Raymundo Netto é jornalista, escritor, pesquisador e produtor cultural, autor de obras premiadas, em diversos gêneros ficcionais ou não. É gerente editorial e gestor de projetos da Fundação Demócrito Rocha.
Raymundo Netto é jornalista, escritor, pesquisador e produtor cultural, autor de obras premiadas, em diversos gêneros ficcionais ou não. É gerente editorial e gestor de projetos da Fundação Demócrito Rocha.
Quem andar pela Padaria Romana ou curtir shows de bandas vintage, corre o risco mortal de se encontrar com ele: Francisco José Jr., um homem reservado - a ponto de parecer não estar ali -, de óculos, com extensa calva e usando camisas do Rock'E'rrou... Decerto é o solteirão mais cobiçado... pelas caveiras!

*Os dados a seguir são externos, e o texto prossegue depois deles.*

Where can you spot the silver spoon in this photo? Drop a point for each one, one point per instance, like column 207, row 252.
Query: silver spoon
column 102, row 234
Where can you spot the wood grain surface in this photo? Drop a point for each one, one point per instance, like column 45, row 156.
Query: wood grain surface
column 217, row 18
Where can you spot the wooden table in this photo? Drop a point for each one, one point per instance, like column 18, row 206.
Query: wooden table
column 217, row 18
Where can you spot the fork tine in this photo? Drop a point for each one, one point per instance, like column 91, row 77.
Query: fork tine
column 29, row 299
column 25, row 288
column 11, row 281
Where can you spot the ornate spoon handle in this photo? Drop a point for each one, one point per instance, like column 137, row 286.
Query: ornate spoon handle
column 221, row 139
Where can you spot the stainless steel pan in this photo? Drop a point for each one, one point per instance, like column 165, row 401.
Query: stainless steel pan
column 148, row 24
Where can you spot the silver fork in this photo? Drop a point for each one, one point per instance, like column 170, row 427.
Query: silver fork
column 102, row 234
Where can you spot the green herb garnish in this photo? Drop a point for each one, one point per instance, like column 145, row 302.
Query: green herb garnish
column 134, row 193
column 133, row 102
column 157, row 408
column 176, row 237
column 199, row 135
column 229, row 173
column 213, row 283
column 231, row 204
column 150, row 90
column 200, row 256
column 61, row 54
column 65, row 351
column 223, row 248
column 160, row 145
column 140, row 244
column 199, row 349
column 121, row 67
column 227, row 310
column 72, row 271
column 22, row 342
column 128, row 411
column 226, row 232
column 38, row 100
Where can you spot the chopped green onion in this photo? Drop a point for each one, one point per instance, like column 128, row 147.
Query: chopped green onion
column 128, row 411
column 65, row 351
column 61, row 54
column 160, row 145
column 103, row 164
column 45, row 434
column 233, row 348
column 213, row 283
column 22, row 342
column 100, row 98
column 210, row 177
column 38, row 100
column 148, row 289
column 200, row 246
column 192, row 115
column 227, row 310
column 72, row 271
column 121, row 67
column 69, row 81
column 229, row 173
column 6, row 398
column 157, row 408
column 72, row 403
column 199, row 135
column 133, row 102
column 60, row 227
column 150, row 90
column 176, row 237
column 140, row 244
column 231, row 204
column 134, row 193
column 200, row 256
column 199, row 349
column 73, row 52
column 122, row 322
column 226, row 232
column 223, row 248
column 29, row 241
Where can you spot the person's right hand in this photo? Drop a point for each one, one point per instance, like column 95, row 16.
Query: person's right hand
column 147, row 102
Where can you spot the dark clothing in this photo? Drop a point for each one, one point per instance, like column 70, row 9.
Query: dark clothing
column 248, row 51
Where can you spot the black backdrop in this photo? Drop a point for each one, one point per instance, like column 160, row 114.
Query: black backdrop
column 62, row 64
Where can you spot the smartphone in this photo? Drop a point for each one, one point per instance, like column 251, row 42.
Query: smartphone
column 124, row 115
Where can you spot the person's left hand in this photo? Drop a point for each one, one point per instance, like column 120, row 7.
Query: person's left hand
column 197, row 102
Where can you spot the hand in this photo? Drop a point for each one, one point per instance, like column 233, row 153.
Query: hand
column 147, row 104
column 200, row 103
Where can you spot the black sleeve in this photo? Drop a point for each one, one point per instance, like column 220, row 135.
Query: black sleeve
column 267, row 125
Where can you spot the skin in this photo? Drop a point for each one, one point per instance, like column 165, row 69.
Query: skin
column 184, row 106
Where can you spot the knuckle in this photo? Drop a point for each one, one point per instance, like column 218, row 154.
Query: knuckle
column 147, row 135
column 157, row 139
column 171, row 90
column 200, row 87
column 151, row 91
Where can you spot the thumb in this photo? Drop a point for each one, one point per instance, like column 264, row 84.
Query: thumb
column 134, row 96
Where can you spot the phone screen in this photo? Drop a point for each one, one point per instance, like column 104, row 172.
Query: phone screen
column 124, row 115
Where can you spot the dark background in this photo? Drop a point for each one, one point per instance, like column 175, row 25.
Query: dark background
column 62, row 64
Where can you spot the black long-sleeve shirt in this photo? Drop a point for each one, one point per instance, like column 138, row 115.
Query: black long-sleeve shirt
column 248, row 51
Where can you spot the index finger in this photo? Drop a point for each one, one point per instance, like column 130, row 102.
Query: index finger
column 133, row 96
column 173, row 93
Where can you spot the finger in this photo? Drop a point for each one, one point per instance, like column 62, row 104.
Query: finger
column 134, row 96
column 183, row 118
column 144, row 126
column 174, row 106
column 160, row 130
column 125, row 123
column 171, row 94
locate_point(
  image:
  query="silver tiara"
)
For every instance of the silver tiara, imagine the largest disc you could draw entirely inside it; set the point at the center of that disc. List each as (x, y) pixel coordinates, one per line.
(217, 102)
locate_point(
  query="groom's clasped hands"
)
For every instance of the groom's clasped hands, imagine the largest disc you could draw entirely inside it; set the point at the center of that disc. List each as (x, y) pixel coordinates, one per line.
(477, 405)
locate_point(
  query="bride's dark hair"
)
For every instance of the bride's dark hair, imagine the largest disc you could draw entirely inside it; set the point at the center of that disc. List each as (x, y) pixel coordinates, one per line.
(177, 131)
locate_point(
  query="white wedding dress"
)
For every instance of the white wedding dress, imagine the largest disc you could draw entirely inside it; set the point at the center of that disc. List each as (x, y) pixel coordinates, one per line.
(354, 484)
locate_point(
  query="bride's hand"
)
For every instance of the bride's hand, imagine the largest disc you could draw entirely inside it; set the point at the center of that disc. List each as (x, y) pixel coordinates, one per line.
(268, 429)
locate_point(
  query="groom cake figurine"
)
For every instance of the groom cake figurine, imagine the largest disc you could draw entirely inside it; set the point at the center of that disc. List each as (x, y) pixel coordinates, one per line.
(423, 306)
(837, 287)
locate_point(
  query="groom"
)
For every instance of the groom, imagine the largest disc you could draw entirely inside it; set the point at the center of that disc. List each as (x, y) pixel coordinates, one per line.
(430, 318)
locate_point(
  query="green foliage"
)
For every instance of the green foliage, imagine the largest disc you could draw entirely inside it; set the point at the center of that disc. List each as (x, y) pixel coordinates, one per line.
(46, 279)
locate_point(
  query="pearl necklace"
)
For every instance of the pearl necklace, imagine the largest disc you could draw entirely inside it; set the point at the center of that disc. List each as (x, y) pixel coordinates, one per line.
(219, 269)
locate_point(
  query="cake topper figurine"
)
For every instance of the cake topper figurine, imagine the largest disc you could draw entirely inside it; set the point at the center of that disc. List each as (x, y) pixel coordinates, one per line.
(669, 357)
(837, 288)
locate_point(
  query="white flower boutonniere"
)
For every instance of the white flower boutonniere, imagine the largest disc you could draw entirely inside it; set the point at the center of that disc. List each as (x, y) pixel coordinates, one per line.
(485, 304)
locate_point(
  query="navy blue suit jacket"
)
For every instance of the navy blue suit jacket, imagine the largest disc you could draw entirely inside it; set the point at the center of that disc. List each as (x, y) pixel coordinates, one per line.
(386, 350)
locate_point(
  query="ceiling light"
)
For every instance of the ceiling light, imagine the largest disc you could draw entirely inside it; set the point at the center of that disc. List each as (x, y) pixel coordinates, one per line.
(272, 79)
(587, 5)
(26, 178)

Sim, na cidade se comenta a boca miúda que é ele o maior explorador de cemitérios do Ceará, quiçá, da Terra das Palmeiras, e, sem dúvida, da Terra dos Pés Juntos, domínio sombrio que a ele fascina e desafia.
Há anos, o sociólogo, bacharel do Direito e servidor público traz no peito a missão de peregrinar pelos umbrais do Cemitério S. João Batista, a estação que une a vida e a morte, onde os espíritos se despem de sua inútil carcaça humana em busca do significado da existência, da finitude de tudo e do nada... Entre os cadáveres de sua predileção, os da Padaria Espiritual, que não descansam em paz desde de seu chafurdo rotineiro, ainda mais depois da ereção do novo Café Java da Marlene Matos.
Franzé encontra esses despojos mortais, muitas vezes, pobres diabos entregues à própria morte, em jazigos descuidados, depredados e deserdados, órfãos das famílias. Emociona-se e, sensível como é, palestra com todos, e consegue vez ou outra um "mecenas" que encampa a causa e os reforma, como aconteceu com o túmulo de Antônio Sales e de Waldemiro Cavalcanti.
O arqueólogo da necrópole já dessepultou 14 que estavam desaparecidos. Mas não se limita a isso. É um obstinado. Em sua cruzada particular, sai à procura dos familiares, seja em qualquer parte do País e no entorno do planeta. Destrincha redes sociais, liga, manda cartas e flores, mensagens em garrafas, sinais de fumaça, e-mails, sobras intelectuais. Alguns familiares abordados negam parentesco, correm horrorizados com coroas de alhos e cruzes a ver fantasmas, enquanto outros se rendem a ele, buscam saber mais sobre aquele ilustre antepassado desconhecido e, pior, intelectual, que, até então, deixara como única herança o seu código genético caboclo.
Contudo, Franzé também não tem paz. "O próprio viver é morrer", lembra-se do Pessoa. É cutucado por forças ocultas, provocado por elas. Os espíritos, como encostos, o utilizam como canal para voltar, serem lembrados neste mundo e até publicar livros, como aconteceu com Sabino Batista. Um dia, contou-me, encontrou o jazigo de Lopes Filho, membro da Padaria, autor de "Phantos", obra simbolista publicada meses antes da obra de Cruz e Souza, marco do Simbolismo brasileiro.
Contudo, com a mente nublada de horrores de outro mundo, o pesquisador esqueceu completamente de sua localização. Porém, quando seus olhos anoiteceram, "Ora (direis) ouvir estrelas!", Lopes Filho apareceu para ele, embriagado, com flor à lapela, à mão uma "branquinha". Franzé ouviu, paciente, o detalhado e trôpego percurso descrito pelo poeta. Na manhã seguinte, cumpriu a orientação e encontrou a tal sepultura. Também conta que noutra noite a sua EXposa estava com a coletânea de "O Pão" - informativo da Padaria Espiritual - às mãos, e pôs-se a ler um texto em homenagem ao confrade Xavier de Castro, recentemente morto. Naquele momento, como se proferisse uma liturgia macabra, as juntas dos mosaicos do chão estalaram e, um a a um, em torno da leitora, começaram a partir, como se o chão fosse abrir e dele emergisse escorpiões, gafanhotos ou algo mais sobrenatural.
Agora, Francisco José me diz estar às voltas com o Espiritismo... Quer mais? Sim, conhecer os mistérios do além-túmulo, pois do aquém, confessa: "Já estou é enjoado!"